Good luck with the knee and wishes for a speedy recovery.

Sent from my SM-G955U using Tapatalk


----------



## Johnny (Jul 11, 2017)

Rich - are you talking about a transom mounted TM without the carriage ?
the Minn Kota on my bass boat has the carriage that is bolted to the boat.
it is held in place with a bungee cord.
the Minn Kota Riptide is a transom mount and I never trailer with it mounted.
I am trying to see the big picture of how the TM in the ad is actually mounted to the boat.







.


----------



## richg99 (Jul 11, 2017)

Mine is a bow mount and is set-up exactly like the one in the picture. 

Apparently, a guy owning a near current year Lowe had his bow's weld split. The supposed reason was that the boat wasn't designed to take a big, heavy, 24-volt trolling motor. Lowe backed the guy up by sending him some additional aluminum plate and even a bow "brace". He is happy.

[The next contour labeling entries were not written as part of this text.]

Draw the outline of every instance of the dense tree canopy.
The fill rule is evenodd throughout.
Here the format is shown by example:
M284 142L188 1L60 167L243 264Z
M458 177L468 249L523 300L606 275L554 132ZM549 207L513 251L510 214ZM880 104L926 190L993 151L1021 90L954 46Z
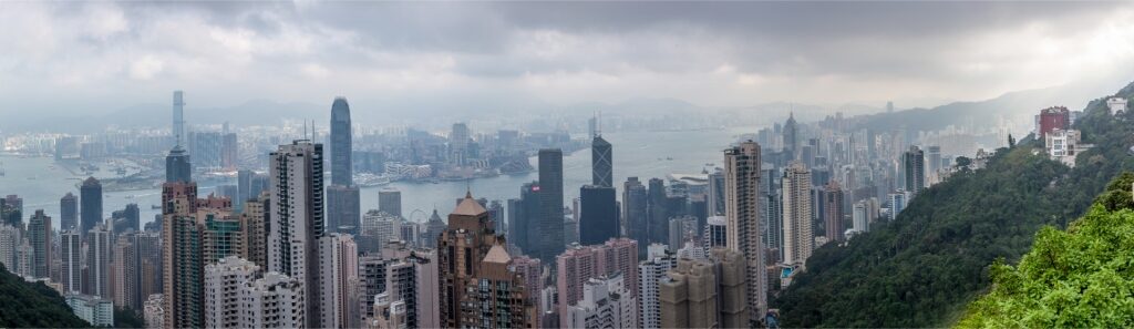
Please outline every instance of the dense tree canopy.
M1118 95L1134 95L1134 84ZM1038 110L1038 109L1036 109ZM981 170L963 170L912 200L894 222L846 246L824 245L772 307L784 327L941 327L990 285L997 259L1015 263L1044 226L1066 227L1107 183L1134 170L1134 111L1088 104L1075 128L1095 147L1074 169L1022 138Z
M1019 265L991 268L992 290L959 328L1126 328L1134 324L1134 174L1066 231L1044 227Z

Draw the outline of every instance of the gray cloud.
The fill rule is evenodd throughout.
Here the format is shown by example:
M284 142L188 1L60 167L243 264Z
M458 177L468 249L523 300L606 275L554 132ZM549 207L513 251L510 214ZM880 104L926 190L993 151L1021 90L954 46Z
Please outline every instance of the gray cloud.
M0 2L0 112L174 88L213 106L982 99L1129 71L1129 40L1134 8L1114 2Z

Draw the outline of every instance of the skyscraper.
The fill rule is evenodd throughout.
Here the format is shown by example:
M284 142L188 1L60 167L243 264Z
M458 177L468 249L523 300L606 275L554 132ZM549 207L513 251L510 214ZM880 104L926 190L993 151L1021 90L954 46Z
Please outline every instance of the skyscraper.
M745 258L751 319L759 319L768 309L768 275L760 227L760 145L755 142L743 142L725 150L725 220L728 226L725 239L729 250Z
M59 254L62 268L59 271L59 284L65 294L79 294L83 289L83 238L75 230L66 230L59 235Z
M535 314L534 305L527 302L531 292L525 289L524 278L509 268L511 256L503 241L496 235L488 210L472 194L466 194L449 214L437 250L441 327L532 326Z
M59 230L78 229L78 197L67 192L59 199Z
M846 204L843 188L839 183L831 180L823 187L823 230L827 242L838 242L846 238L846 225L843 223L846 217Z
M579 188L579 200L583 208L578 220L579 244L601 244L619 236L613 187L584 185Z
M100 223L86 237L86 295L110 300L110 260L113 244L110 229Z
M94 177L86 178L79 186L78 194L79 202L83 204L79 231L85 235L95 225L102 222L102 184Z
M175 145L172 150L169 150L169 155L166 155L166 182L193 180L191 166L189 154L185 152L185 149L181 149L181 145Z
M185 143L185 100L181 91L174 91L174 145Z
M268 226L268 269L296 279L304 296L321 296L318 241L323 220L323 145L295 141L270 159L272 213ZM314 301L314 300L311 300ZM307 327L322 326L320 303L307 303Z
M638 255L645 255L645 246L650 244L648 211L649 193L645 185L637 177L626 178L626 183L623 183L623 233L638 242Z
M920 147L909 146L902 153L903 170L906 176L906 192L917 195L925 188L925 152Z
M540 208L539 246L532 253L544 262L555 260L564 251L564 152L559 149L540 150Z
M336 98L331 104L331 184L354 185L350 170L350 106Z
M401 191L382 188L378 192L378 210L401 217Z
M610 143L602 135L594 136L591 142L591 184L602 187L615 187L615 159Z
M811 171L794 161L784 171L784 263L803 265L814 250L811 230Z
M27 221L27 239L32 244L32 277L51 276L51 218L36 210Z

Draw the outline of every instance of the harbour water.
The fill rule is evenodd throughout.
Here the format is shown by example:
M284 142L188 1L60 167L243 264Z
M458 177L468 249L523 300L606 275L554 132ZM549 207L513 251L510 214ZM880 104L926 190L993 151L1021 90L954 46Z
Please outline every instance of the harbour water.
M603 138L613 145L615 184L620 199L621 183L629 176L642 180L653 177L665 178L669 174L697 174L708 163L720 166L721 150L735 143L739 135L754 133L755 128L728 128L683 132L610 133ZM532 166L536 159L532 158ZM85 178L53 164L51 158L0 157L6 169L0 176L0 195L18 194L24 199L24 220L36 209L43 209L59 225L59 199L67 192L78 195L76 184ZM113 174L95 174L100 175ZM112 177L112 176L108 176ZM439 182L437 184L391 183L361 191L362 210L378 208L378 192L382 188L401 191L403 214L414 221L424 221L433 209L442 218L456 205L457 197L472 189L475 197L500 200L519 196L521 185L538 180L536 171L523 175L501 175L469 182ZM591 150L585 149L564 157L564 191L566 203L578 196L578 188L591 183ZM232 183L235 184L235 183ZM213 192L215 185L201 186L200 193ZM151 205L161 203L161 191L156 188L105 192L103 194L103 217L120 210L128 203L137 203L142 211L142 222L150 222L160 210Z

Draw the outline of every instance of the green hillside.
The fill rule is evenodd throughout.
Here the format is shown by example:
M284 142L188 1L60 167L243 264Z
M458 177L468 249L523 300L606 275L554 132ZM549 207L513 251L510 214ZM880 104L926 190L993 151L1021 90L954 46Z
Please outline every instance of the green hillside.
M1134 94L1134 84L1118 93ZM1039 110L1039 109L1036 109ZM784 327L940 327L989 288L989 264L1017 262L1043 226L1065 227L1118 172L1134 170L1126 150L1128 124L1105 100L1088 104L1076 123L1095 149L1069 169L1022 141L997 150L984 169L964 170L924 191L900 216L827 245L807 272L772 303Z
M91 324L75 317L54 289L24 281L0 264L0 327L88 328Z
M992 290L959 328L1134 324L1134 174L1125 172L1066 231L1044 227L1019 265L997 262Z

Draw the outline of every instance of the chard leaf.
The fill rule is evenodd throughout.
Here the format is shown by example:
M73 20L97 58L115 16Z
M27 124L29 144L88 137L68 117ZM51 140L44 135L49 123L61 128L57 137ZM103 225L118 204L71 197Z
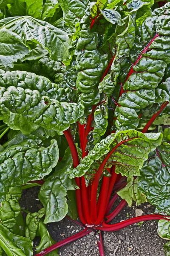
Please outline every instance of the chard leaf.
M14 17L3 19L0 26L0 64L4 67L12 67L14 62L26 59L37 44L47 49L54 60L70 56L68 35L45 21L28 16Z
M144 20L140 28L140 41L137 41L136 36L137 44L131 50L129 58L122 64L118 81L122 83L124 91L115 111L116 125L119 129L136 128L139 111L155 102L155 88L170 62L170 48L167 43L169 17L168 14L164 15L165 12L169 13L170 6L167 3L159 9L159 17L153 13L153 17ZM127 62L133 63L128 69ZM135 116L136 120L134 123Z
M73 34L76 31L76 24L79 22L85 15L88 0L59 0L63 12L65 25L68 26L68 31Z
M46 0L42 7L42 19L52 17L59 5L57 0Z
M40 219L45 214L45 210L42 208L38 212L29 213L26 218L26 237L33 241L36 234Z
M49 147L45 148L32 139L26 139L0 152L0 201L5 199L7 190L11 186L23 185L49 174L59 156L54 140Z
M0 224L0 246L8 256L31 256L33 242L25 237L14 235Z
M137 188L138 178L135 179L133 177L128 178L127 182L128 183L126 186L117 192L117 194L122 199L126 200L130 207L132 206L133 201L136 202L136 206L147 201L146 195Z
M112 81L111 75L108 74L99 84L99 93L103 93L109 97L113 92L115 88L115 85Z
M68 190L75 189L74 180L65 172L73 168L73 159L69 148L56 166L55 172L41 187L39 198L46 209L44 223L59 221L68 212L66 196Z
M122 19L121 15L116 11L114 10L105 9L100 12L108 21L112 24L117 24L119 26L122 26L124 23L123 20Z
M90 15L87 12L81 22L74 53L78 72L76 83L77 92L80 94L79 100L87 108L96 105L99 100L97 87L106 68L108 59L107 55L102 55L98 51L97 34L90 29Z
M70 172L69 177L81 177L95 161L99 160L101 165L105 159L107 160L105 168L115 165L116 173L129 177L139 176L140 169L147 159L148 153L161 144L162 139L162 134L144 134L131 130L112 134L96 144L77 167Z
M40 253L47 247L55 243L49 233L45 225L40 221L39 222L37 236L41 237L40 244L36 246L37 252ZM58 254L58 249L53 250L48 253L48 256L59 256Z
M42 0L13 0L8 8L13 16L28 15L40 19L42 4Z
M6 200L1 202L0 206L0 219L2 224L11 231L17 224L17 217L21 208L18 200L21 196L20 186L11 187L6 195Z
M40 126L57 131L68 129L84 112L84 107L81 104L60 102L47 96L42 96L38 90L14 86L6 89L0 87L0 111L4 122L9 123L11 113L23 116L31 124L35 125L36 128ZM20 128L20 124L18 126L17 123L14 124L15 129Z
M170 144L162 143L149 155L139 177L139 189L148 202L156 206L156 212L170 214Z

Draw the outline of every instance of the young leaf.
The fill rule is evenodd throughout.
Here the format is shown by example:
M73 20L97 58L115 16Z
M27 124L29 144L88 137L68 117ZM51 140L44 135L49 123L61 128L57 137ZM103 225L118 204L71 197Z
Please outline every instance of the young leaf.
M73 158L68 148L64 157L56 166L54 173L40 189L39 198L46 210L44 223L59 221L67 214L67 192L75 189L75 184L65 172L72 168Z
M23 116L30 123L36 125L37 129L39 125L48 130L62 131L76 122L84 112L81 104L60 103L47 96L42 96L38 90L21 87L0 87L0 100L2 119L9 126L12 113ZM15 129L20 128L20 124L18 127L17 123L14 125Z
M32 256L33 243L29 239L14 235L0 224L0 246L8 256Z
M137 188L138 178L134 179L133 177L128 178L128 183L126 186L117 192L117 194L122 199L126 200L129 206L132 206L133 201L136 202L136 205L139 205L147 202L146 195L139 191Z
M148 154L161 144L162 138L162 134L144 134L132 130L112 134L96 144L77 167L70 172L69 177L84 175L94 162L99 160L100 164L106 162L105 168L115 165L116 173L130 177L139 176Z
M51 140L47 148L32 139L24 140L0 152L0 201L7 189L29 180L42 178L56 165L59 154L57 141Z
M68 35L45 21L28 16L6 18L0 22L0 64L4 67L12 67L18 59L27 59L37 44L48 50L54 60L70 56Z
M170 144L162 143L149 156L141 171L138 186L156 206L156 212L170 214Z

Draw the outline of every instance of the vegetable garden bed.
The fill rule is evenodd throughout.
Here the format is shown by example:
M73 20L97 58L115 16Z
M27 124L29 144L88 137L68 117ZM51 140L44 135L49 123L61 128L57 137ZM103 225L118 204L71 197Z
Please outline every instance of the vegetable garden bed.
M169 240L170 3L5 0L0 11L0 255L31 256L39 237L36 256L57 256L94 234L104 256L104 232L152 220ZM36 186L42 208L21 210ZM134 202L155 212L129 216ZM65 218L81 230L56 242L47 225Z

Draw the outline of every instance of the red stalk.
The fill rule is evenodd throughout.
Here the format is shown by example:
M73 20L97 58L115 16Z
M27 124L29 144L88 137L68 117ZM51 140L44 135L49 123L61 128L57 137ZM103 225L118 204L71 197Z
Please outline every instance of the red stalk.
M118 197L119 195L117 194L115 194L115 195L113 195L111 200L110 201L109 204L108 204L108 207L107 207L106 211L106 215L107 215L109 213L112 206L116 202L116 200Z
M100 256L105 256L105 251L104 250L103 243L103 240L102 239L102 232L100 232L99 237L100 237L100 238L99 238L100 240L97 242L97 244L98 245L98 247L99 247L99 253L100 253Z
M109 214L109 215L108 215L106 216L106 218L108 219L106 221L106 223L108 223L113 218L115 218L122 209L123 208L125 207L126 204L127 204L126 201L125 200L122 200L122 202L119 204L117 207L114 210L114 211Z
M128 79L129 77L132 75L132 74L133 73L133 72L134 72L133 66L135 66L135 65L136 65L136 64L139 61L140 59L142 58L142 54L144 54L144 53L145 53L147 51L148 51L148 49L149 49L149 47L150 46L150 45L152 44L152 43L155 40L156 38L157 38L159 36L159 34L157 34L156 35L155 35L155 36L152 38L152 39L151 40L150 40L150 42L146 46L146 47L144 48L144 49L142 52L141 53L140 53L140 55L139 55L138 58L137 59L137 60L136 60L136 61L135 61L135 62L133 64L132 64L132 67L131 68L131 69L130 69L130 70L127 76L127 77L125 81L126 81Z
M169 217L161 216L157 214L139 216L126 221L123 221L119 223L116 223L111 225L106 224L103 222L103 227L96 227L96 229L104 231L116 231L124 228L124 227L128 227L128 226L130 226L132 224L144 221L150 221L151 220L166 220L170 221L170 219L167 218L167 217L169 218Z
M58 242L58 243L56 243L56 244L53 244L51 246L49 246L46 249L45 249L42 251L40 252L39 253L37 253L35 255L35 256L44 256L44 255L46 255L47 253L50 253L50 252L52 252L54 250L56 249L57 249L59 247L61 247L63 245L65 245L65 244L68 244L68 243L70 243L70 242L72 242L72 241L74 241L79 238L81 238L83 236L85 236L91 232L93 230L88 230L88 227L86 227L85 229L82 230L80 232L79 232L77 234L76 234L76 235L74 235L74 236L72 236L70 237L68 237L68 238L66 238L65 239L63 240L60 242Z
M162 111L164 110L164 108L168 105L168 102L165 102L162 104L161 107L161 108L159 110L159 111L158 111L157 112L157 113L156 113L153 115L152 117L150 119L148 123L144 126L144 128L142 131L142 132L143 132L143 133L145 133L145 132L147 132L149 128L150 127L150 126L151 126L155 120L156 119L156 117L157 117L159 115L159 114L162 112Z
M106 75L108 74L108 72L109 70L110 70L110 69L111 67L111 66L112 65L113 61L114 59L115 58L115 56L116 56L116 54L114 55L114 56L113 56L113 57L111 59L111 60L110 61L108 67L107 67L106 69L105 70L104 73L103 73L103 74L102 77L102 78L100 79L100 82L102 81L102 80L103 79L105 76L106 76Z
M63 133L66 138L71 150L73 160L73 166L74 168L75 168L79 164L79 156L76 147L73 141L71 135L69 131L67 130L66 131L64 131ZM85 224L86 224L86 221L85 220L82 213L82 201L81 200L81 191L80 180L79 178L76 177L75 180L76 184L79 188L79 189L76 189L76 201L79 216L82 223Z
M110 172L110 169L108 169ZM110 177L104 176L102 181L102 186L100 195L101 195L100 200L99 202L99 213L97 219L95 222L96 225L98 225L103 220L105 216L105 212L107 207L107 198L109 189Z
M97 188L99 185L99 182L100 177L103 172L103 169L106 164L108 159L114 152L116 149L120 145L125 142L129 141L134 138L128 139L125 140L121 141L120 143L117 144L116 146L108 154L106 157L103 160L101 165L100 165L98 172L96 174L94 179L93 181L92 185L91 186L91 221L92 223L95 223L97 219L97 206L96 206L96 198Z

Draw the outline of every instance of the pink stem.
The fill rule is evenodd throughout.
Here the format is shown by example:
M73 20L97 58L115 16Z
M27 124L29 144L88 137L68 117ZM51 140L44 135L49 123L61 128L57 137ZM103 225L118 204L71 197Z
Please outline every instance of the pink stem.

As you may know, I recently picked up a 2007 1756 Lowe. It is equipped with a 70 lb. MK TM. I haven't seen any issues with it, but I haven't had it out on either the water or the highway, other than dragging it home from where I bought it. Heck, I can't even go and inspect it until I get this knee squared away.

I was told today, by the prior owner, that the TM has been on the boat since 2013. So, I really don't think that I have any issue at all.

However, if a part of the shaft is sticking out and unsupported, then I'll jerry-rig something to lessen the chance of vibration or head swinging during travel or riding in the boat.

Just wondered if anyone else had come up with any new ideas.

regards, richg99


----------



## schukster (Jul 11, 2017)

I use a flush mount rod holder bracket with an extension post to fasten my tm down during trailering





Sent from my SM-S320VL using Tapatalk


----------



## richg99 (Jul 11, 2017)

ANOTHER good idea from you guys!

I have a couple of those fittings that I took off of the prior boat. I even have a couple of the screw-in rod holders that I could adapt (bend) to do the job. Glad that I posted, "Gladder"(Ha Ha) that you answered.

regards, richg99


----------